Managing Editor’s Note: Today, we’re hearing from our contributing editor Mike Burnick in his weekly Thursday feature.
Mike has over 30 years in the investment and financial services industry – from operating as a stockbroker, trader, and research analyst, to running a mutual fund as a registered investment advisor and portfolio manager, to being Research Director for the Sovereign Society, specializing in global ETF and options investing.
And he’s been senior analyst at TradeSmith for three years, running Constant Cash Flow, Infinite Income Loop, and Inside TradeSmith.
Here’s Mike…
Stocks are Overpriced, But Folks Are All-In Anyway
BY MIKE BURNICK, CONTRIBUTING EDITOR, MARKET MINUTE
It’s official, investors are all-in on stocks… just in time for negative seasonality to kick in.
According to Federal Reserve data, American households’ allocation to stocks hit a record high in 2024, at 49.3% of total financial assets.
And the chart below shows you the share of individual stocks, plus mutual fund shares and pension funds that hold stocks is likewise at a high near 64%.
That’s well above (by about 15 percentage points) the average level of stock holdings (48.6%) over the last 75 years!

Meanwhile, Americans’ appetite for bonds and cash are hovering near multi-decade lows.
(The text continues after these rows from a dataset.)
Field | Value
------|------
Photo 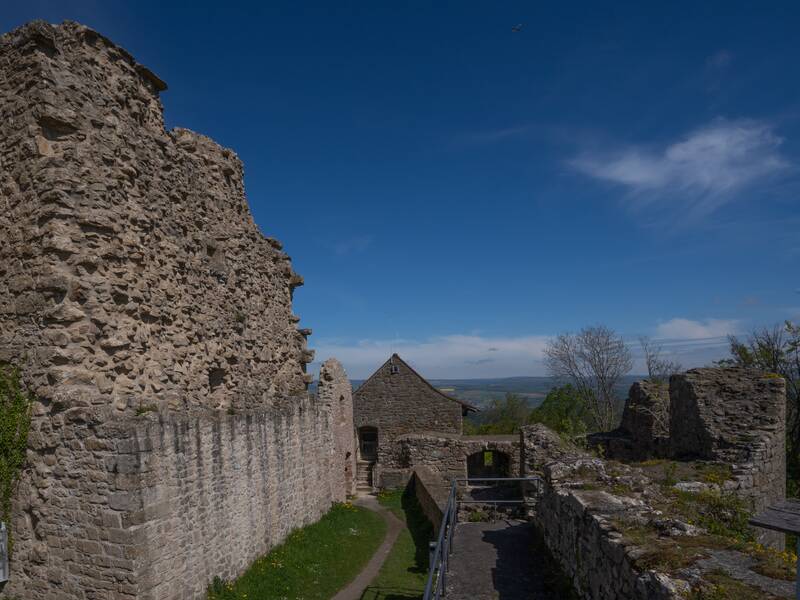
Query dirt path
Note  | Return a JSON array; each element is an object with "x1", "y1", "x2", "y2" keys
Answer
[
  {"x1": 447, "y1": 520, "x2": 554, "y2": 600},
  {"x1": 331, "y1": 496, "x2": 405, "y2": 600}
]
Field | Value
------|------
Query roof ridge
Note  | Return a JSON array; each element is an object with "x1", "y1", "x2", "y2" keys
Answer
[{"x1": 353, "y1": 352, "x2": 480, "y2": 412}]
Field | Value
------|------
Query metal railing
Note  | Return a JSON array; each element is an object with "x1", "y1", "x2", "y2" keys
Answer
[{"x1": 423, "y1": 477, "x2": 541, "y2": 600}]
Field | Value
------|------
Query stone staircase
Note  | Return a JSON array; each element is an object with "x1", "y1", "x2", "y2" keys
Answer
[{"x1": 356, "y1": 460, "x2": 375, "y2": 492}]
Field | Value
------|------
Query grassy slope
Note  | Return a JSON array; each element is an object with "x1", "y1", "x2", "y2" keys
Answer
[
  {"x1": 208, "y1": 504, "x2": 386, "y2": 600},
  {"x1": 361, "y1": 489, "x2": 433, "y2": 600}
]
That’s what I would call an all-in signal for stocks of the dangerous kind. And it could spell trouble ahead for the stock market.
For context, the recent high in household allocation to stocks eclipsed the previous two peaks in 2006 (38.3%) just before the global financial crisis. And it also exceeds the previous record (45.2%) just before the dotcom bust in 2000.
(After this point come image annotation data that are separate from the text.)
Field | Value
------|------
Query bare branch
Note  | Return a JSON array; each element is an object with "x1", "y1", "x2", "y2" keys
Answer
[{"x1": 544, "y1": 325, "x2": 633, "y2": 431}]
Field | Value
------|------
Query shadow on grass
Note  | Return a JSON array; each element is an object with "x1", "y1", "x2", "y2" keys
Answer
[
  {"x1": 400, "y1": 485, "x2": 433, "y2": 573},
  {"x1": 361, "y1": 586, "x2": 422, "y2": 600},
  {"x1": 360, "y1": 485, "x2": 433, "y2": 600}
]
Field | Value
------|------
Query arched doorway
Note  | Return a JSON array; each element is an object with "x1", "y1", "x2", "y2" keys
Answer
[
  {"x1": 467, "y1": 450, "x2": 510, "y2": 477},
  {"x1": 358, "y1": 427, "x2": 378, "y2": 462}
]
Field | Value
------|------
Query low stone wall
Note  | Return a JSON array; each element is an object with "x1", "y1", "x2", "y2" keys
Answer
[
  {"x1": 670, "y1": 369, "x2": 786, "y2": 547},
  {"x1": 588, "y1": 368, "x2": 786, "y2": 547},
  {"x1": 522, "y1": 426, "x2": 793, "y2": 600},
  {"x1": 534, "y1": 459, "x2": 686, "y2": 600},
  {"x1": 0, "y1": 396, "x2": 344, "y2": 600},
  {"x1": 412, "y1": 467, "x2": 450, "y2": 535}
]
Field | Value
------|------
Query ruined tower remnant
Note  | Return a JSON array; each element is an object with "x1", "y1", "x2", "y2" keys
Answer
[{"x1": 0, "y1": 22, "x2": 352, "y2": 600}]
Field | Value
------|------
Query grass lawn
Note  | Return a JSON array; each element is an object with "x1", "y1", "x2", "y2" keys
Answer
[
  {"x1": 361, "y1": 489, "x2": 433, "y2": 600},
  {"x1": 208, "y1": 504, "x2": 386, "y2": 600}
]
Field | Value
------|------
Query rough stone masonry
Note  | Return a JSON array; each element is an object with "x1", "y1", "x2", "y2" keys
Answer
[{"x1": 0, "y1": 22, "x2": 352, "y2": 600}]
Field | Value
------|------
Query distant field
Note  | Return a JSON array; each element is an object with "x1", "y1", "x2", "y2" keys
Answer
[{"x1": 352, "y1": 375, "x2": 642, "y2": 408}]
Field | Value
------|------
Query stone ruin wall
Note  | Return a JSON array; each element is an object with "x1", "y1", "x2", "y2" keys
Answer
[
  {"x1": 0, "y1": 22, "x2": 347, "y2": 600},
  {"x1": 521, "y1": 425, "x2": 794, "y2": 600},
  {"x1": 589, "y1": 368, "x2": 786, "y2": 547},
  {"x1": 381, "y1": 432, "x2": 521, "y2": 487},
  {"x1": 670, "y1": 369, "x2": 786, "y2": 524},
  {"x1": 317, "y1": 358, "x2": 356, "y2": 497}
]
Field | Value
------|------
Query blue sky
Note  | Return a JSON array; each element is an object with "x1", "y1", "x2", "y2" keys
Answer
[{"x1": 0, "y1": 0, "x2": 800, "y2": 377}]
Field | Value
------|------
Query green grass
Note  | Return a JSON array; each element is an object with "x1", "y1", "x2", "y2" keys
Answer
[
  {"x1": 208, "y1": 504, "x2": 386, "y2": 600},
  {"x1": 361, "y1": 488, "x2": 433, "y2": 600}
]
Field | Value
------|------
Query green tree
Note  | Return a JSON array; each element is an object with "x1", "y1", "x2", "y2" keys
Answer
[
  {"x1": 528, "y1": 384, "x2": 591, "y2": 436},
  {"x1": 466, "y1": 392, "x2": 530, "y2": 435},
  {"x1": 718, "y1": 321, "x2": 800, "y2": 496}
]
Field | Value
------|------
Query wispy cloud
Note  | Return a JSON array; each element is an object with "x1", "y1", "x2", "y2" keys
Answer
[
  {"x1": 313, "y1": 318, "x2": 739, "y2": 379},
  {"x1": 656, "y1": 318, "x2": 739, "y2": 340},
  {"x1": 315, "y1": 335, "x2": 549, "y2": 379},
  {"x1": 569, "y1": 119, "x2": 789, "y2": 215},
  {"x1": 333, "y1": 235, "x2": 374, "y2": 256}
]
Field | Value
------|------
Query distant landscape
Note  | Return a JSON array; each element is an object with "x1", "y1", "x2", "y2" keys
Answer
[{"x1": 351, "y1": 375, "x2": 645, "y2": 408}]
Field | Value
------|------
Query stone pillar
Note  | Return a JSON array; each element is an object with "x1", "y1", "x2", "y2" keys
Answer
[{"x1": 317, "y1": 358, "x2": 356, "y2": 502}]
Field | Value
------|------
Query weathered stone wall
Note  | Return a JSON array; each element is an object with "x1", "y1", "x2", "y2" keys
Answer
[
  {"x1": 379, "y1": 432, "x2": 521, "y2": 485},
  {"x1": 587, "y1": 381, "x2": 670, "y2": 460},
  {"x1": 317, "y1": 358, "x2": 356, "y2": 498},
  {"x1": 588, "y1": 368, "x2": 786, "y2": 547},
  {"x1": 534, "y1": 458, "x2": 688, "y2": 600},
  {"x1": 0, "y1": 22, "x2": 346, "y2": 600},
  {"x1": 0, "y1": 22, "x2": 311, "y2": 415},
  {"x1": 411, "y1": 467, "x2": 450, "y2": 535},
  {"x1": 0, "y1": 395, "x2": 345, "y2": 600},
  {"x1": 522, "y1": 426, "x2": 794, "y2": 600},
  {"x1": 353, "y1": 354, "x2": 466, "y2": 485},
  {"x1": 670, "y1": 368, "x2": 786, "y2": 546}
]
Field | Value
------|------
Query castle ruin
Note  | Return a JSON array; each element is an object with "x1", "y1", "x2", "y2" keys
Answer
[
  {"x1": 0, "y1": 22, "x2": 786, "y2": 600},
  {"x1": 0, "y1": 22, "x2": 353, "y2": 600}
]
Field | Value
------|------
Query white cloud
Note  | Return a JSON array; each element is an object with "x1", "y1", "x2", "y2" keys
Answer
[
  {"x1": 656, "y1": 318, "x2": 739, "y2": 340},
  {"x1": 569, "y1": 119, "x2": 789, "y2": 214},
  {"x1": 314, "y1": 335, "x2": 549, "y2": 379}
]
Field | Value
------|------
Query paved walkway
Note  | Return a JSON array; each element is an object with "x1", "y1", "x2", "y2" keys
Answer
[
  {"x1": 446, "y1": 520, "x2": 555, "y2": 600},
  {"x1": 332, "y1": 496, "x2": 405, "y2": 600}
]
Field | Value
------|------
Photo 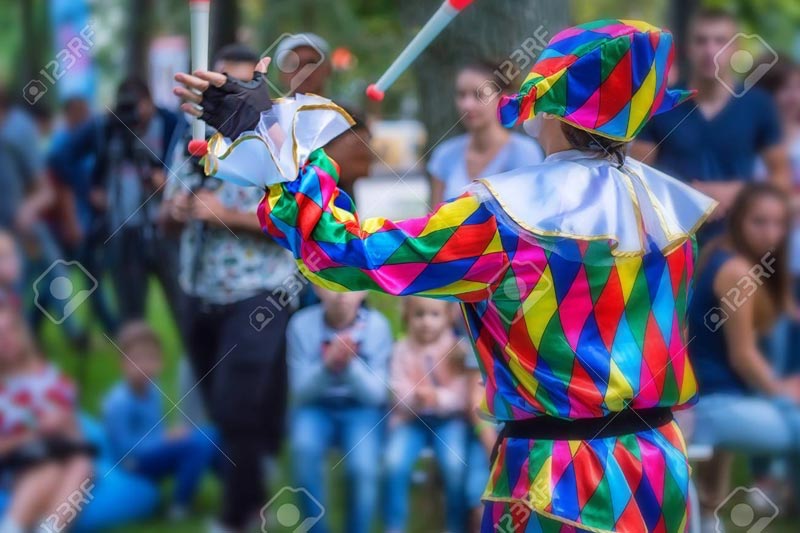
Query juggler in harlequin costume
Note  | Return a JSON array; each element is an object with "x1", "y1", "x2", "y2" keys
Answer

That’s pretty good company… if the company you keep is peak investor sentiment just prior to major bear markets.
Perhaps ironically, the vast majority of investors also believes that the stock market is overvalued today. But apparently they’re happy to keep buying anyway.

At least that’s the view from the latest Bank of America Fund Manager Survey, where nearly 60% of professional investors polled recently say the stock market is overpriced.
It’s the greater fool theory at work, at least until the music stops.
But the headlong rush into stocks may be about to change, at least according to the latest data from S&P Global, where investment managers suddenly turned risk-off in a big way.

The “risk appetite” index for investors fell to -26% (above left), the lowest since April during the tariff trauma stock market selloff.
Short-term expectations for stock market returns also fell to the lowest level on record since this data began in 2020. The expected stock market outlook fell to -50%, with the majority of investors seeing greater chances for stock market losses than gains over the next 30 days!
The biggest concern cited by investment managers for their pessimistic outlook was, you guessed it, current valuations compared to history.
Investors are also turning quite defensive in their asset allocations with a majority of managers investing in defensive sectors including healthcare and utility stocks.
If the big money is preparing for trouble ahead… then maybe you should, too.
Bottom line: So far September hasn’t lived up to its billing as the worst month for stocks, but the next few weeks have historically experienced negative returns. And the fact that investors are all-in on stocks, despite also believing they are overvalued, tells me euphoria could quickly unwind. That’s not to say you should turn outright bearish, but caution is well advised, similar to the newfound risk-off cautious stance by investment managers.